Key Takeaways
- Mushroom networks fire voltage spikes that travel consistently in one direction.
- Scrambling the timing destroys the pattern, proving it’s biological, not noise.
- The same signalling logic that brains rely on may be over a billion years old.
A neuron fires in milliseconds. A fungal thread takes three minutes to pass the same kind of message across two centimeters of wood shavings. The difference in speed is staggering, roughly 40 million-fold. But the underlying principle is the same: an electrical signal starts at one point and travels, directionally, to another. If that sounds like a coincidence, consider the timeline. Fungi and animals share a common ancestor that lived over a billion years ago, long before anything resembling a brain existed. The question isn’t whether neurons are impressive. They are. The question is whether they invented directional electrical signalling, or inherited it.
A new study by Andrew Adamatzky, a researcher at UWE Bristol, published in Scientific Reports, offers evidence for the inheritance theory. Adamatzky spent fifteen days recording the electrical activity of oyster mushrooms, Pleurotus ostreatus, the common edible variety you’d find in a grocery store. What he discovered is that fungi electrical signals don’t just flicker randomly. They propagate through the fungal network in one consistent direction, at a measurable speed, with a structure that disappears when you scramble the biological timing.
Fungi now join plants and slime molds in a growing catalogue of brainless organisms that can send electrical messages across their bodies.

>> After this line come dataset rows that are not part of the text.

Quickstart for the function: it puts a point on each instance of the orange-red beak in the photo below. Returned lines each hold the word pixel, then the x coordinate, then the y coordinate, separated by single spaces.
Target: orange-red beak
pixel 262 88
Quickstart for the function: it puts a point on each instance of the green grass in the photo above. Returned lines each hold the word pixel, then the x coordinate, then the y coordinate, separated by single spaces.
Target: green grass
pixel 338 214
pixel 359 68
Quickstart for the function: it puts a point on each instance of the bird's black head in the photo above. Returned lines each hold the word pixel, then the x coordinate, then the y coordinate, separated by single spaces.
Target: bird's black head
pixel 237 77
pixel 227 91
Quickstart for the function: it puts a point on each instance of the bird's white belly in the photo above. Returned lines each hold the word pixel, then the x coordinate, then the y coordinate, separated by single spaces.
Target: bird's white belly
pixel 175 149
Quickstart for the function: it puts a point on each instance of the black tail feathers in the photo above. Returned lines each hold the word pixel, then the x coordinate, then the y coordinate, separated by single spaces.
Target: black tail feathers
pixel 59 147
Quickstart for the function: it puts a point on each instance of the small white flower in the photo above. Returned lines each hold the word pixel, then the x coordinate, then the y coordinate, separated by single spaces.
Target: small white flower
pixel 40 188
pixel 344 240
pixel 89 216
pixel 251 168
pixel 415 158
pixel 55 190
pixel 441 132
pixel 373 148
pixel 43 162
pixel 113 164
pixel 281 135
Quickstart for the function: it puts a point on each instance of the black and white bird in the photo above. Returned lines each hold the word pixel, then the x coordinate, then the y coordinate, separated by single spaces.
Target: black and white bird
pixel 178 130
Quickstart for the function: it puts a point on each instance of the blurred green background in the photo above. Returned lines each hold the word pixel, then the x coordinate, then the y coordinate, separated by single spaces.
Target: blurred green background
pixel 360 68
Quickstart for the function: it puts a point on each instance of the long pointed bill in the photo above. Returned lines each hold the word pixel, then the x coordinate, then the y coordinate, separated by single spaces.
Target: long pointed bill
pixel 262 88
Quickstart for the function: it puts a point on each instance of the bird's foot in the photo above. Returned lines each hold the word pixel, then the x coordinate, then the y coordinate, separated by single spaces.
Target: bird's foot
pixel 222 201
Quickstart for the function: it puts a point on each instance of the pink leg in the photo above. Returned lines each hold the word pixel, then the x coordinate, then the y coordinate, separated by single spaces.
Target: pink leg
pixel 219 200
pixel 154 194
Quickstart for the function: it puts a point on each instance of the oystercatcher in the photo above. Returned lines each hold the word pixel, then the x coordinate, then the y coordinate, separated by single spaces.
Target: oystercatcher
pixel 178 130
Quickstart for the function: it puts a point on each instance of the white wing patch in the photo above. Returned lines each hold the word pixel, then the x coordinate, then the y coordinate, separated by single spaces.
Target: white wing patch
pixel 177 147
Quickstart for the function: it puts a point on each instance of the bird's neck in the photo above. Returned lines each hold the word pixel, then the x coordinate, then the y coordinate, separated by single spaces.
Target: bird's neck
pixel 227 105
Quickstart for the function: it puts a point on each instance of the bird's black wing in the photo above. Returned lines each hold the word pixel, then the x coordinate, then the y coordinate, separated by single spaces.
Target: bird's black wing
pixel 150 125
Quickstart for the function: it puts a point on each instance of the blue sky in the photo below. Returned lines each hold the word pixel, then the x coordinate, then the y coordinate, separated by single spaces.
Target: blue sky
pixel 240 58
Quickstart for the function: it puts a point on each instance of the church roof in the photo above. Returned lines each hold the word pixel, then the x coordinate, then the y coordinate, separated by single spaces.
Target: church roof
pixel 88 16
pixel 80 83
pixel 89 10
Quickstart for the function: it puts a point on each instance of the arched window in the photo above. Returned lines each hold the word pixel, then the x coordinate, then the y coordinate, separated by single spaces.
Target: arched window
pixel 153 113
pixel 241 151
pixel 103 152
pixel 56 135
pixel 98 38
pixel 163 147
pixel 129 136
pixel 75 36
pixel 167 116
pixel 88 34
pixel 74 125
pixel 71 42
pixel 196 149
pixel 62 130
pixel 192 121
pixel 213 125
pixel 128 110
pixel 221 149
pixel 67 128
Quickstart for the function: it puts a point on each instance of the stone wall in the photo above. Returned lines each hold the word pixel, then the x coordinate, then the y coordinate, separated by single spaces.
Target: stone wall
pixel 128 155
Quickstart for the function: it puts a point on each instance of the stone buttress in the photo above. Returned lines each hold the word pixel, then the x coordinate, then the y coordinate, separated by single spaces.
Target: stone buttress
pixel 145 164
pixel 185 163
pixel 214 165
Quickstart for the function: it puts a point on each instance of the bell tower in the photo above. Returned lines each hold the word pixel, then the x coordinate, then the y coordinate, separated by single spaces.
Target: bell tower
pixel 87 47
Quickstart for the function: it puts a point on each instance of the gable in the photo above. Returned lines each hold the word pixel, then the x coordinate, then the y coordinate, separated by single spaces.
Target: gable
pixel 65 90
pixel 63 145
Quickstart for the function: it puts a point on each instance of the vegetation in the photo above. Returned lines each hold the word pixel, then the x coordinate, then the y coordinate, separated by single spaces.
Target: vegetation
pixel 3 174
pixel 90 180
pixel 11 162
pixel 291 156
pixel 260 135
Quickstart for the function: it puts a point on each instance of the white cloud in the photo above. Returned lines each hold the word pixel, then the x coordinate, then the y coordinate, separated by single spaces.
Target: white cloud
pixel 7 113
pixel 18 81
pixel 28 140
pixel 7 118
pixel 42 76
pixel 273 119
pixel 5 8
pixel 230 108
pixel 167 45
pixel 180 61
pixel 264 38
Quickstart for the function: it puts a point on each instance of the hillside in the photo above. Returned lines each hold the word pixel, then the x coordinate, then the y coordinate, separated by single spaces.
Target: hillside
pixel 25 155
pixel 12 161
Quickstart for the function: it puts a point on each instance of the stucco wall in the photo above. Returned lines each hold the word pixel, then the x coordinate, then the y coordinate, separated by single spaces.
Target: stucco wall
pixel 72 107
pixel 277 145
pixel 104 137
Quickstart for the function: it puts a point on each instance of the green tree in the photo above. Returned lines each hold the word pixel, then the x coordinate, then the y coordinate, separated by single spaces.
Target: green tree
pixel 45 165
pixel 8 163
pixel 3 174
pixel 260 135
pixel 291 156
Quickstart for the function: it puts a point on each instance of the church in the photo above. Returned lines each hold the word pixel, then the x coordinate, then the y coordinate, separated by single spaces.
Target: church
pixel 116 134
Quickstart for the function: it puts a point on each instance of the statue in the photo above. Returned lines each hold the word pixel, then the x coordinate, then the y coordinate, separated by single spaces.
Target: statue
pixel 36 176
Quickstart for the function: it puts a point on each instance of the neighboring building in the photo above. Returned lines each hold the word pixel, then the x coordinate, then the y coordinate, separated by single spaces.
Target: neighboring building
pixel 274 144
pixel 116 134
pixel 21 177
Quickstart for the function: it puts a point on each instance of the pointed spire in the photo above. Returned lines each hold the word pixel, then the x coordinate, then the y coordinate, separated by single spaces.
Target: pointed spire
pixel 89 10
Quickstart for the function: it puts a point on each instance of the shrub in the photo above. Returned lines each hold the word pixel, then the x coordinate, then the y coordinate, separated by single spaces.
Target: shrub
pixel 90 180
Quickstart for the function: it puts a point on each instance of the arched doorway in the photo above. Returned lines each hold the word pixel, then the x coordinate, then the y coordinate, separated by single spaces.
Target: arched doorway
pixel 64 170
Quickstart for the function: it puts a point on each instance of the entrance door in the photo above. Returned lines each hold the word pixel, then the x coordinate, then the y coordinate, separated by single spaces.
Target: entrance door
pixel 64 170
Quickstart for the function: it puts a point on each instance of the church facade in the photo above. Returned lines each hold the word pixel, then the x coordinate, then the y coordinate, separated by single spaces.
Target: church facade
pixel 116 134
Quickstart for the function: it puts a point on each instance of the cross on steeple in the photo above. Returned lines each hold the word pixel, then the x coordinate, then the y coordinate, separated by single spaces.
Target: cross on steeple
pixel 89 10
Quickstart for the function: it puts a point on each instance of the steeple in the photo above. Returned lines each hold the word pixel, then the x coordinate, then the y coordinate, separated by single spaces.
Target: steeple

And because fungi split from the animal lineage so long ago, the capacity for this kind of signalling may be something life figured out well before it figured out nerves.

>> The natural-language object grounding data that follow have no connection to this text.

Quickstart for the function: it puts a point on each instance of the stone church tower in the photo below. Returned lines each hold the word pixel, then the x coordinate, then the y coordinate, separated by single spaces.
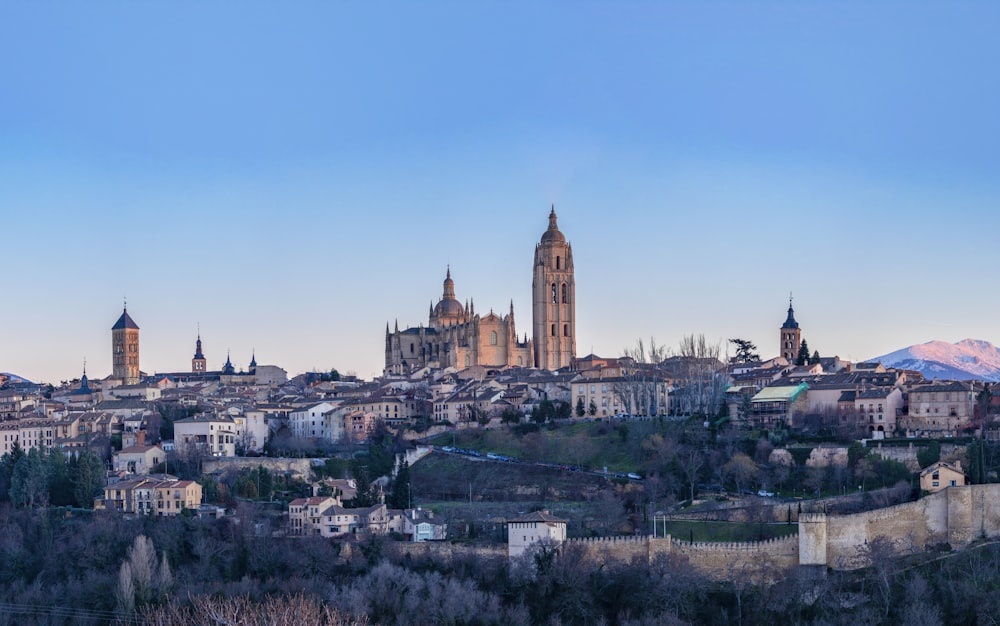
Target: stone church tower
pixel 553 300
pixel 198 363
pixel 791 335
pixel 125 349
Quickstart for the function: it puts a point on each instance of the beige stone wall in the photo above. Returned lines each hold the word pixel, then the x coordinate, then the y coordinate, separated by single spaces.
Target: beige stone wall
pixel 757 560
pixel 717 560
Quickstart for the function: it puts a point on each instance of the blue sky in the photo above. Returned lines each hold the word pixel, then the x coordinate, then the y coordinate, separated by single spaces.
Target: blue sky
pixel 293 177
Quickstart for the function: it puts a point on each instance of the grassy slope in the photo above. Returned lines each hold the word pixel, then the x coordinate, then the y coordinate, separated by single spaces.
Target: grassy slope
pixel 587 444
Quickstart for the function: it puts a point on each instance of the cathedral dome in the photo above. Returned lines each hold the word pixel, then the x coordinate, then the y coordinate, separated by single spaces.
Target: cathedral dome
pixel 449 308
pixel 553 235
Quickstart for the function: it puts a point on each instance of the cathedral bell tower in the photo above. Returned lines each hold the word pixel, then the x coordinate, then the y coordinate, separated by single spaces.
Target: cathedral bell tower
pixel 198 362
pixel 125 349
pixel 791 335
pixel 553 300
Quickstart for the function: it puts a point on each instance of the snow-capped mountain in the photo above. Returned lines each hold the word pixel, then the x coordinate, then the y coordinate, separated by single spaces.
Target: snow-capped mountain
pixel 967 359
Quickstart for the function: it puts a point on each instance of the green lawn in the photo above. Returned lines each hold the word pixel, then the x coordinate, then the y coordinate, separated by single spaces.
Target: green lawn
pixel 724 531
pixel 590 444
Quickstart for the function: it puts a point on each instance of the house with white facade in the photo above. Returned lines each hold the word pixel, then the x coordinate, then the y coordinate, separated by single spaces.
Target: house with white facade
pixel 212 434
pixel 529 532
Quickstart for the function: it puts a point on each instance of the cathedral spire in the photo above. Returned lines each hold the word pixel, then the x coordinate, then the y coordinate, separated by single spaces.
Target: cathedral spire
pixel 790 322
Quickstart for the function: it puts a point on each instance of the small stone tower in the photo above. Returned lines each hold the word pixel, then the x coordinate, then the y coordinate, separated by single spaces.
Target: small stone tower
pixel 791 335
pixel 198 362
pixel 553 300
pixel 125 349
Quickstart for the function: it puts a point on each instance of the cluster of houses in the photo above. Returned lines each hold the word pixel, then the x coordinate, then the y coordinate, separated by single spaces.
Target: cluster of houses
pixel 325 516
pixel 867 399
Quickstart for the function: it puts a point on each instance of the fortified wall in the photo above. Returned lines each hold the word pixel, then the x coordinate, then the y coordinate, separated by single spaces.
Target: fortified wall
pixel 956 516
pixel 719 560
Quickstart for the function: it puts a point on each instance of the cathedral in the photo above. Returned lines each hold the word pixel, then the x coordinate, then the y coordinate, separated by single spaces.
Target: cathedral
pixel 455 336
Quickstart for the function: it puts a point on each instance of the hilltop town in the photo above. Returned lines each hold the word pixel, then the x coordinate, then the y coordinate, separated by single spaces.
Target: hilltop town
pixel 809 457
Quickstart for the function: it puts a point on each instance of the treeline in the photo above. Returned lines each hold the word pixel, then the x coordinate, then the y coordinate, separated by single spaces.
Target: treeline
pixel 99 566
pixel 43 477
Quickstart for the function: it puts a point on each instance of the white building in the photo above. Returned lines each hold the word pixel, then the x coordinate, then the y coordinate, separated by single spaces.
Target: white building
pixel 526 533
pixel 308 421
pixel 215 435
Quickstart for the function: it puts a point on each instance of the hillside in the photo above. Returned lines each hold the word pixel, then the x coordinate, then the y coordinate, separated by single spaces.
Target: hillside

Adamatzky describes the mycelium as “a spatially extended excitable medium in which electrical signals propagate as ionic waves.”

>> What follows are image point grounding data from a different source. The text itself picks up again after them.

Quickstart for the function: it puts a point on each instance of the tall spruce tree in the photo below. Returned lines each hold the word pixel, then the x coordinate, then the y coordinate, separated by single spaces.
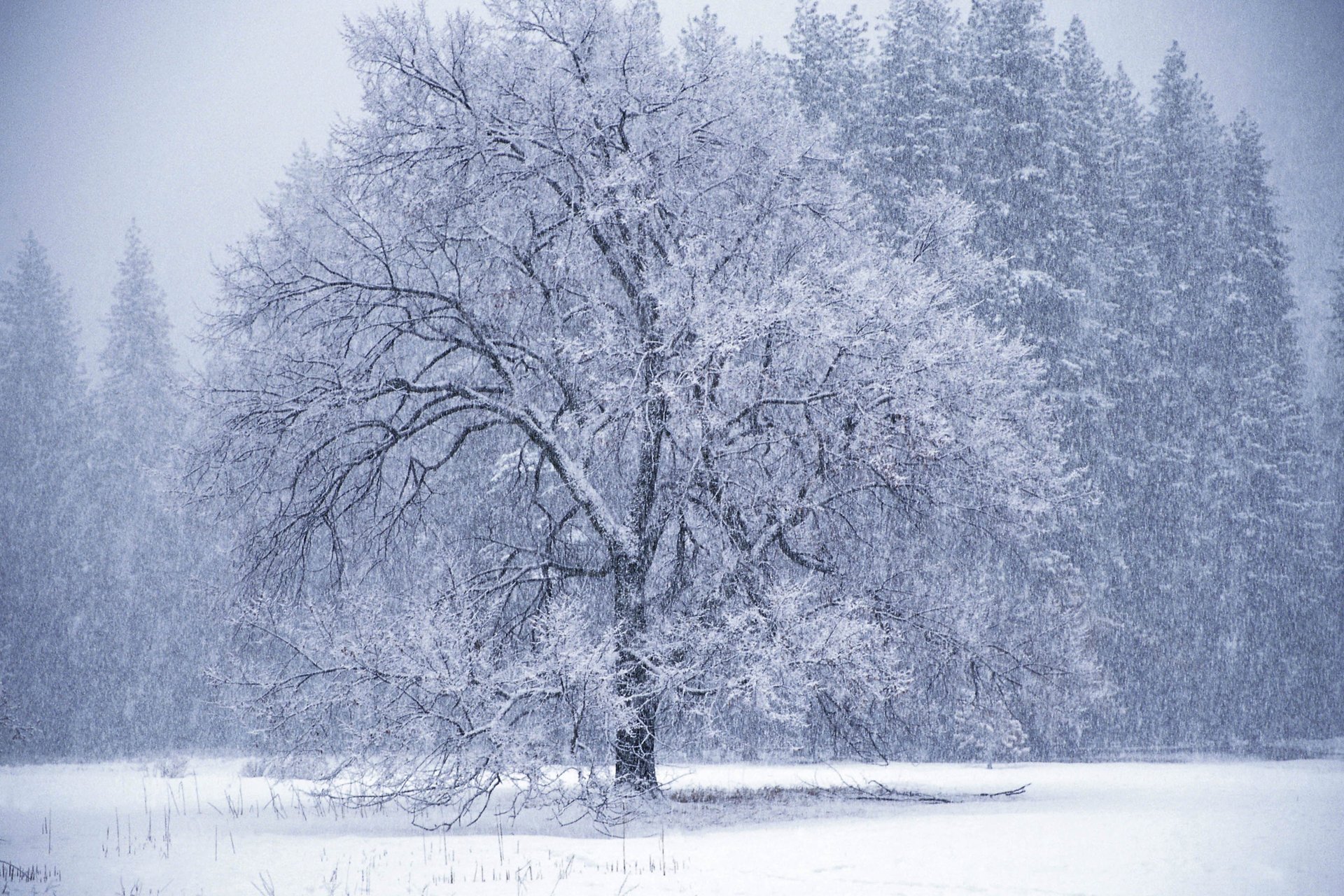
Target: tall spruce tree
pixel 42 412
pixel 150 630
pixel 918 102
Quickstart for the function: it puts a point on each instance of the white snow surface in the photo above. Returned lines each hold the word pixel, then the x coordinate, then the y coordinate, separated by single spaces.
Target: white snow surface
pixel 1091 828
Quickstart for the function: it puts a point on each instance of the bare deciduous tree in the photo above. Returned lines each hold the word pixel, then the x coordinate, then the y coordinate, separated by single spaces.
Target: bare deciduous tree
pixel 570 394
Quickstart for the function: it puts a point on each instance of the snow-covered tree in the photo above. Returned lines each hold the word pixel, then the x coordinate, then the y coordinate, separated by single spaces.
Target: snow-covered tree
pixel 42 410
pixel 571 400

The speed is telling. At 40 centimeters per hour, fungal propagation sits in the same range as ionic and calcium waves in plants and slime molds. All of these are incomparably slower than nerve conduction. But they share the same functional architecture: a signal that starts somewhere, moves directionally, and arrives somewhere else with a predictable delay. “Information is not encoded in fast all-or-none impulses but in the timing, duration, and spatial progression of slow electrical events.” writes Adamatzky.